This afternoon Lifehacker featured another desktop design submitted to their Lifehacker Desktop Show and Tell Flickr group.
The premise is easy enough, take some of the better known desktop customization software like Rainmeter create some skins, set it against a unique looking background and maybe even put your todo.txt file on it. What you have is a fantastic desktop that looks cool and is the envy of all your geekdom friends.
Or, a complete waste of time – it depends on your perspective.
Here’s my desktop:

There’s no fancy background, not todo.txt file, not even an icon to be seen – just a black void with a script that shows the time and date (written by yours truly), a true picture of minimalism. In fact you typically won’t see the taskbar up on my screen as I love my application launcher – Launchy.
I will be honest though, I did take a look at geeking out my desktop at one point and I was also that guy in the office where you couldn’t see the picture of his kids through all the icons but a couple of years ago I decided that just black was fine with me.
Why the radical change at the time? There were two primary reasons and both in my mind were very practical.
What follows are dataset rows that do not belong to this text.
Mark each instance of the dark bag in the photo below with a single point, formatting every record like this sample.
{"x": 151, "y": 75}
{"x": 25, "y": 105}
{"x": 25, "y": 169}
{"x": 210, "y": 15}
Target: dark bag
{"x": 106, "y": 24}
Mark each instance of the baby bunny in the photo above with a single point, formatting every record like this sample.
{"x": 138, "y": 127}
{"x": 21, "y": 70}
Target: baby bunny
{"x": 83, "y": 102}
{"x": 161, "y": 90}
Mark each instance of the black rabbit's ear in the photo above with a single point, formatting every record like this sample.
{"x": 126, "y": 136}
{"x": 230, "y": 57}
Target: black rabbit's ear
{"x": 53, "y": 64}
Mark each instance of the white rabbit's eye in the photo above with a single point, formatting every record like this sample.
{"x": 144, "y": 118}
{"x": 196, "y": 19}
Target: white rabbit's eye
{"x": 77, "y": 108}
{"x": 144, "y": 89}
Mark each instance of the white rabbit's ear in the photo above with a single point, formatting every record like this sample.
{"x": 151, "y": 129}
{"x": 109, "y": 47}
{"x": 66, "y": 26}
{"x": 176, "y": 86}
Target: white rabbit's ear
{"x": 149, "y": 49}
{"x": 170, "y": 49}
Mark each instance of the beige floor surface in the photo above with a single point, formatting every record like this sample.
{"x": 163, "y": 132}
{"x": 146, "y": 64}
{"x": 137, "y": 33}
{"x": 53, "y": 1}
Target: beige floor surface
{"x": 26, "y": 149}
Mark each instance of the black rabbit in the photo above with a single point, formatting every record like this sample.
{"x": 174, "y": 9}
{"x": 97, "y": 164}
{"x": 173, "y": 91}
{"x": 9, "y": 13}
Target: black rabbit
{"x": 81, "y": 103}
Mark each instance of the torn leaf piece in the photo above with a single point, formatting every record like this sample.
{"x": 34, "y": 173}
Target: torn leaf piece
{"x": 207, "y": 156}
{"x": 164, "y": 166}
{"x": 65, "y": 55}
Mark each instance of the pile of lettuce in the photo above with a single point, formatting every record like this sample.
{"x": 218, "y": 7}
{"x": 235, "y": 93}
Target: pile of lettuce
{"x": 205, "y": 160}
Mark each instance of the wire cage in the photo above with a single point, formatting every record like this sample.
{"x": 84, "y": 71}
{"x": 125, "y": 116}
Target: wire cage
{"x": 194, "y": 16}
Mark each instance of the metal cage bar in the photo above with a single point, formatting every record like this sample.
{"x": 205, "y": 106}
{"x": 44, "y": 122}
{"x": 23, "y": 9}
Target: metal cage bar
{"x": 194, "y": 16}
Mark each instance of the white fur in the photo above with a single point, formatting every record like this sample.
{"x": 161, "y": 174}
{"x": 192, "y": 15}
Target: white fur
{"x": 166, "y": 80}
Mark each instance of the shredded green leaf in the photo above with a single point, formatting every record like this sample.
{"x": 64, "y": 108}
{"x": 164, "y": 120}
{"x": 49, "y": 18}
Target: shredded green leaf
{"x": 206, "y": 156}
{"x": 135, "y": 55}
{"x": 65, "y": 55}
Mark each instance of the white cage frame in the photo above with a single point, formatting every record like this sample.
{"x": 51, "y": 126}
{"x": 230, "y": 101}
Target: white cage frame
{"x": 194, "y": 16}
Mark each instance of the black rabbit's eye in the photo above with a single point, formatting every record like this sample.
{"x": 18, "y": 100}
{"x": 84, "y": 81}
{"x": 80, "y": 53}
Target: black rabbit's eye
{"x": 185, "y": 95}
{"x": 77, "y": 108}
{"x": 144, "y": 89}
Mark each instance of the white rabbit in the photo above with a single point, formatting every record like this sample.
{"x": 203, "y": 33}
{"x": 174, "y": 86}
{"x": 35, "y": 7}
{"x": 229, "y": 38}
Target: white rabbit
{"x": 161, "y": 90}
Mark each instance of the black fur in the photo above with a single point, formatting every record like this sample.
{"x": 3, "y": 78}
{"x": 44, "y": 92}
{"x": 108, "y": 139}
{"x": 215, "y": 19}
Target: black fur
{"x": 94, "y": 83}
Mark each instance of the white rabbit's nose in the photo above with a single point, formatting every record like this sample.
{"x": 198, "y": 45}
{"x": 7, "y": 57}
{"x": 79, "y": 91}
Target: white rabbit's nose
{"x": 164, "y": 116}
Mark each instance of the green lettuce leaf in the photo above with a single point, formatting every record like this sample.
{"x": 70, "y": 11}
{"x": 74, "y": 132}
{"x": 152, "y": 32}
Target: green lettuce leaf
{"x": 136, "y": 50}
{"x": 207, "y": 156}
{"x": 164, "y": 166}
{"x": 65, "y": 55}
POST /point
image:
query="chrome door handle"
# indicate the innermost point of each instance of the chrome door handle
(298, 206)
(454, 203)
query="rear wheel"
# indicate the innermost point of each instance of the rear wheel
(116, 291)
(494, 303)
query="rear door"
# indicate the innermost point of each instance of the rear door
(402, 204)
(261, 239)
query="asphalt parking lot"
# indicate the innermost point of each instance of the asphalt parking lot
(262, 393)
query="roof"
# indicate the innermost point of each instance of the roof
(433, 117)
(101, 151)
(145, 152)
1. Just couldn’t find anything
You do reach a point when the dumping ground that is your computer desktop is just too cluttered to find anything. If you’re desktop is littered with icons for programs, documents, bookmarks and so on, think back to the last time you had to find something – how long did it take? How long did you spend staring at the screen wondering where the item was? For me, there’s no looking for it – it’s filed with all the other items of a given project or topic. For those items that don’t fit into a project my good friend Launchy is set up to index all my main file folders and can usually pull it out.
Of course the setup I have has take a fair amount of discipline to maintain. Whenever I create a document, whatever the type, I need to be sure I store it properly up front, it’s not a time consuming act but one that requires you to develop the habit of doing and trust me I was a great “dump it to the desktop” guy.
2. I never see it
The other reason I decided it just wasn’t worth the effort is that I never see my desktop. All the cool trick outs in the world just aren’t any fun if you don’t see them. When I’m at my day job (blogging just doesn’t pay the bills yet) I can have upwards of two dozens application windows open at the same time and all I do is switch between them. When I’m working on a blog post (like right now) I’m in full screen mode (hit F11 in Chrome – a beautiful thing) – in both cases I just don’t see the desktop.
If you can’t enjoy it, why bother?
So while I enjoy the Lifehacker posts with all the cool desktops I’m happy with my black background, my clock script and no icons – my void of a desktop. As an aside, everyone that sees my desktop wonders how I can keep it so clean and when I start to explain it the response is along the lines of “it must be a geek thing.”